Oregon Court of Appeals overturns $1 billion timber verdict against state

Published 5:00 pm Wednesday, April 27, 2022

SALEM — The Oregon Court of Appeals has struck down a $1 billion jury verdict that was intended to compensate county governments for insufficient logging on state forestlands.

A law that requires Oregon to manage the forestland for the greatest permanent value does not create an “immutable promise” to maximize revenue for the counties, the appeals court ruled in April.

The appeals court said that “historically, ‘value’ has myriad definitions, some of which could relate to revenue production and others that do not relate to revenue production.”

The statute also directs that forests be managed for the greatest permanent value to the state, rather than to the counties, which means the text falls short of the clear and unmistakable intent of making a contractual promise, the ruling said.

For that reason, a Circuit Court judge in Linn County wrongly refused to dismiss the class-action lawsuit against the state government, the ruling said.

“The Court of Appeals decision today is a victory for Oregon’s environment as well as for sound forest management,” state Attorney General Ellen Rosenblum said. “The court agreed with the state’s legal position in recognizing that Oregon’s forests serve a full range of environmental, recreational and economic uses that the Department of Forestry has authority to balance in order to secure the greatest value to all Oregonians.”

John DiLorenzo, an attorney for the counties, vowed to challenge the ruling before the Oregon Supreme Court because it “does not align with the law or the evidence we presented at trial.”

The ruling doesn’t take into account the economic and social damage that rural communities have suffered after the state government changed its logging policies without input from the counties, he said in an email.

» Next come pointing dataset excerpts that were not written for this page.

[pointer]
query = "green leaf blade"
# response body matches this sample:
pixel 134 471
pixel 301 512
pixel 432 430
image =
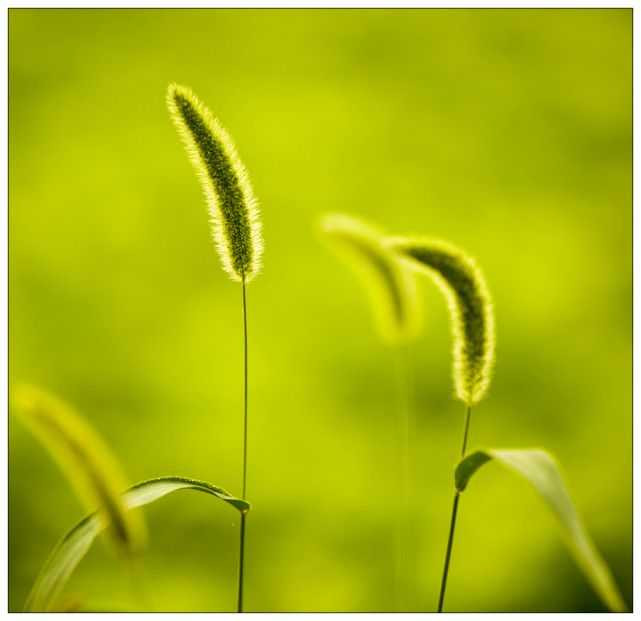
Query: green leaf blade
pixel 77 542
pixel 389 284
pixel 540 469
pixel 85 459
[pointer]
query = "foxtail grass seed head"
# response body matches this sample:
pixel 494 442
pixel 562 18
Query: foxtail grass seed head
pixel 463 284
pixel 390 285
pixel 88 464
pixel 233 208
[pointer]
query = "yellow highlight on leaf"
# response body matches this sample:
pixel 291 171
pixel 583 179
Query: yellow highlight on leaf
pixel 82 455
pixel 389 283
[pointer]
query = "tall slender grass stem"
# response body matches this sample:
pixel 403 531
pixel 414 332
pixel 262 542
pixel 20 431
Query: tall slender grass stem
pixel 450 539
pixel 241 565
pixel 403 582
pixel 243 517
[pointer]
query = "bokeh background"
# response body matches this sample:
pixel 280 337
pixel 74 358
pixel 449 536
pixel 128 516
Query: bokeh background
pixel 507 132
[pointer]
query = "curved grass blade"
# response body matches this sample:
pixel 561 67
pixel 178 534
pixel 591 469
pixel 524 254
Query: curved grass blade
pixel 85 459
pixel 233 207
pixel 76 543
pixel 463 284
pixel 540 469
pixel 390 286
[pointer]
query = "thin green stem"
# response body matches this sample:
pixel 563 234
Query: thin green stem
pixel 404 566
pixel 241 566
pixel 245 400
pixel 243 517
pixel 450 539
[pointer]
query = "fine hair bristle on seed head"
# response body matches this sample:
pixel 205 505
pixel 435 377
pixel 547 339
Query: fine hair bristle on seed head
pixel 233 207
pixel 472 315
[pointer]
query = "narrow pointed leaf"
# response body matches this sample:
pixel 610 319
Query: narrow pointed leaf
pixel 540 469
pixel 85 459
pixel 76 543
pixel 388 282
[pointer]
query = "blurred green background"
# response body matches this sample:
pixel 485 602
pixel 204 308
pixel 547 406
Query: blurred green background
pixel 507 132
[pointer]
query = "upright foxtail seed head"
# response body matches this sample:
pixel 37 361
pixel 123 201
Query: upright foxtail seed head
pixel 390 285
pixel 233 208
pixel 470 306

Oregon’s leaders have decided the timber economy is inconsistent with their “urban values,” but the resulting problems must be addressed to bridge the urban-rural divide, DiLorenzo said.

“The lack of productive employment in these communities has led to substance abuse, violence, lack of educational opportunity and general hopelessness and despair,” he said.

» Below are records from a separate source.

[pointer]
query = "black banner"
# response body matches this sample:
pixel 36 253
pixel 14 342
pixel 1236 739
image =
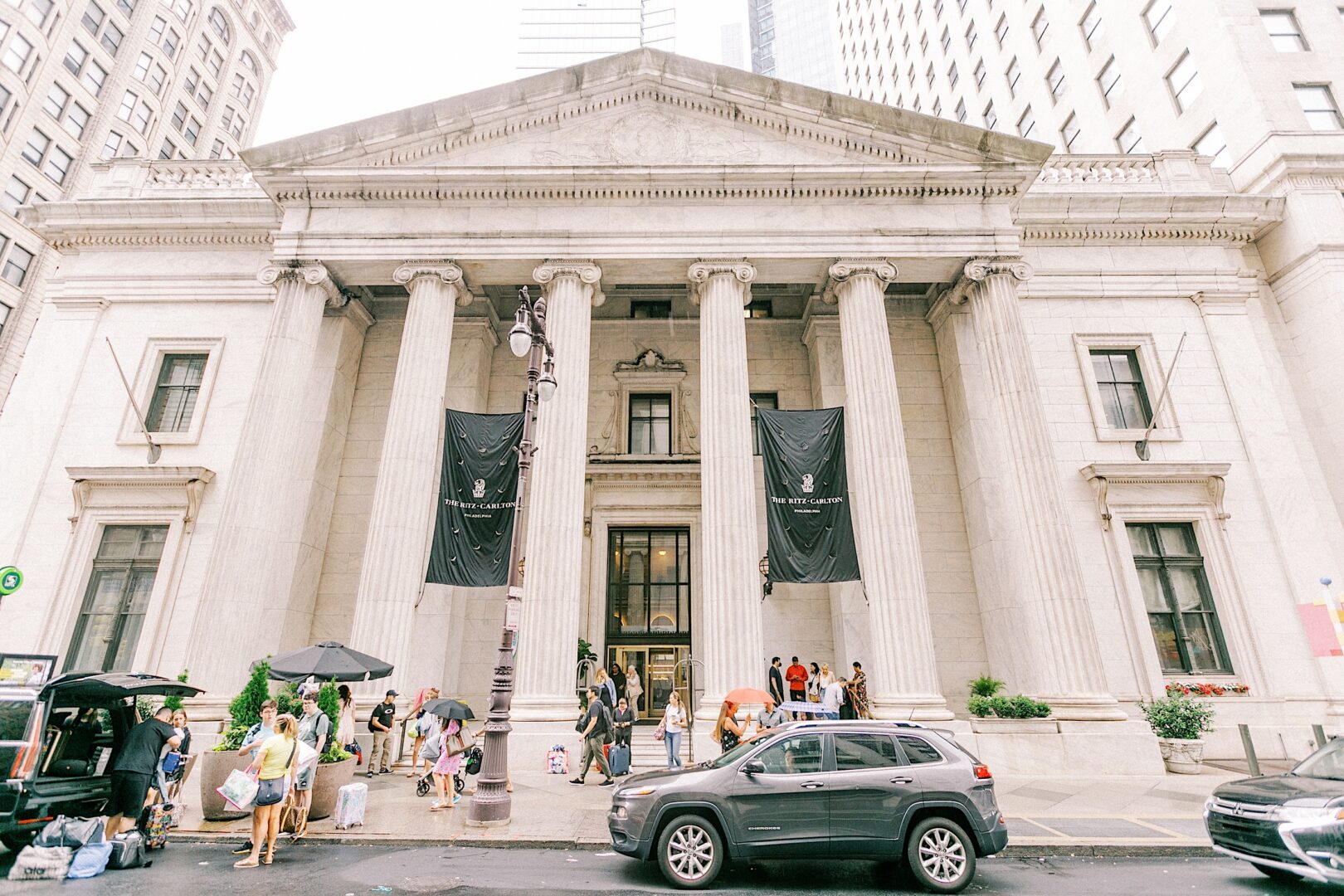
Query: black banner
pixel 477 494
pixel 806 497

A jury determined the state violated a contract requiring it to maximize revenue from forestlands donated by the counties in the 1930s and ‘40s after a monthlong trial in 2019.

State forests must be managed for the greatest permanent value by law, but more than a dozen counties claimed the Oregon Department of Forestry impermissibly expanded that definition beyond its original intent. In 2017, the Clatsop County Board of Commissioners voted 3 to 2 to opt out of the lawsuit, citing a need for more balanced forest management.

Under language adopted in the late 1990s, the greatest permanent value was changed to include environmental and recreational considerations that restricted timber harvests, shortchanging the counties and tax districts within them of revenues, the plaintiffs claimed.

Attorneys for Oregon appealed the jury verdict on the grounds that the counties didn’t have an enforceable contract that dictated how state forest officials must manage the nearly 700,000 acres of donated property.

The law governing state forestlands pertains to matters of statewide concern that cannot be challenged in court by the counties, state attorneys claimed. As political subdivisions of the state government, the counties cannot sue over such state policies.

Federal environmental laws enacted since the property was donated, such as the Endangered Species Act, also effectively limit how much timber can be extracted from state forestlands, according to state attorneys.

The counties claimed that Oregon forestry officials weren’t obligated to create habitat for federally-protected species that resulted in logging restrictions. In any case, the counties said the state government can alter forest management policies but must still pay them damages for breaching the contract.

Counties provide health care and other functions under contract with the state government, so they must be able to rely on such agreements being enforceable, the plaintiffs said. If the counties had known the state government could reinterpret the contract’s terms at will, they’d never have donated such huge amounts of forestlands.